Their work was as important as the three magi’s call and their journey and gifts. Without the support staff they probably wouldn’t have gotten very far.  It takes a lot of people ministering in support positions for a few people to take center stage and look good. The majority of ministry isn’t upfront and obvious. The majority of ministry is behind the scenes and often over-looked.  Yet it is still vital. In fact, the work behind the scenes is not only vital but it is more honored in the reign of God where the last shall be first and the first last.
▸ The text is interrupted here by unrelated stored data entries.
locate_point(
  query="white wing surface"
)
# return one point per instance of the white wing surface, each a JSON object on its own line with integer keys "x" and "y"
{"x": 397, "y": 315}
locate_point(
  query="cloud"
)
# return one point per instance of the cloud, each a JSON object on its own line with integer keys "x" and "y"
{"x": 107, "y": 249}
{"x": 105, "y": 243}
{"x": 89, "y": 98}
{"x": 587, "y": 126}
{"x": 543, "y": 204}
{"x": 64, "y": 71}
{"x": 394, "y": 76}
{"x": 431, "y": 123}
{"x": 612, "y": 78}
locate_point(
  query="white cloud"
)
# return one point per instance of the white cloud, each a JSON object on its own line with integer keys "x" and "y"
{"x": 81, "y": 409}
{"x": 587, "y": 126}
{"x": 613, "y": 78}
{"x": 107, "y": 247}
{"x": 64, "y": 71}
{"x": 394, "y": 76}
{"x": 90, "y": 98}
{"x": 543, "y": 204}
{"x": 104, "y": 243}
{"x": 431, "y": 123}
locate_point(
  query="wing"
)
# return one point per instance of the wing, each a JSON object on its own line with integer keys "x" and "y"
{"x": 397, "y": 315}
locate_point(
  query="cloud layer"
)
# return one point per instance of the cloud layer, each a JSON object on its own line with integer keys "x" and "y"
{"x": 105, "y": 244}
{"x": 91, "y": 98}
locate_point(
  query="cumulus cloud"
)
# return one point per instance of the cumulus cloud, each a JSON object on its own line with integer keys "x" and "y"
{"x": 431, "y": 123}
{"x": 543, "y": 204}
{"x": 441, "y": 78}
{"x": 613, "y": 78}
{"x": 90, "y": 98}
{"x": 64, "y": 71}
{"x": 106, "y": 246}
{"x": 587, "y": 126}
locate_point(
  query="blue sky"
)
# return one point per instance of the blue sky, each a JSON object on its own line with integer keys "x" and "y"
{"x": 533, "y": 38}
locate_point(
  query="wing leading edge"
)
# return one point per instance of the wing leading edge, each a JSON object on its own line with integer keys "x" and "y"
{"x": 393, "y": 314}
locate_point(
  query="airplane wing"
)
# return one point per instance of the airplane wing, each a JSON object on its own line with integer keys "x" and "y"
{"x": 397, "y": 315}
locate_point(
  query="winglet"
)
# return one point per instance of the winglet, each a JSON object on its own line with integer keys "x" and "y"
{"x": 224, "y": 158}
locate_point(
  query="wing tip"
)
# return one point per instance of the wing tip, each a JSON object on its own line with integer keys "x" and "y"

Here in the church you see Donna, Mary Elizabeth and I upfront, together with the Eucharistic Ministers and the lectors but it takes a whole team of people working together to make it seem relatively effortless . Like the swan who glides smoothly along the surface but whose legs and paddling fast beneath her, so all of us are called to minister often in unseen ways which make the community’s life and worship possible.

And we are given the gifts we need for ministry. We already have them. Sometimes they need to be developed or discovered, but we are always given what we need for the ministry that God is calling us to do. Whenever a baby plays with his toes, or an archaeologist makes a huge new discovery – both are just discovering what is already there.  It’s like that with our gifts. They are already there, because God has already given us everything we need, we just have to discover them.

As we start to think about every area of our life as a form of ministry, and as we offer our gifts to God for God’s work, so we will begin to discover them in a new way. The question then becomes one of discerning exactly what is yours to give in each area of your life’s ministry. The answer will change over time and so it’s good at the beginning of the New Year to review our ministries. How are you ministering at home, at work, in your family, in your volunteer activities, among your friends and in the church? Perhaps its time to make some changes or to identify gifts that are waiting to be discovered or developed. What is God calling you to?

You probably won’t get the answer to that question by discovering a new star or seeing a message in the clouds. It may come as dramatically as a meteorite in the night sky, but chances are that it will come quietly as you look at the gifts you have already discovered, and the needs of the people and situations around you. You may even have some false starts along the way. After all the wise men made the mistake of heading for the Palace – thinking that surely the King of the Jews would have been born there. But make no mistake, your gifts are as important as theirs in God’s service and your ministries are vital in building the reign of God.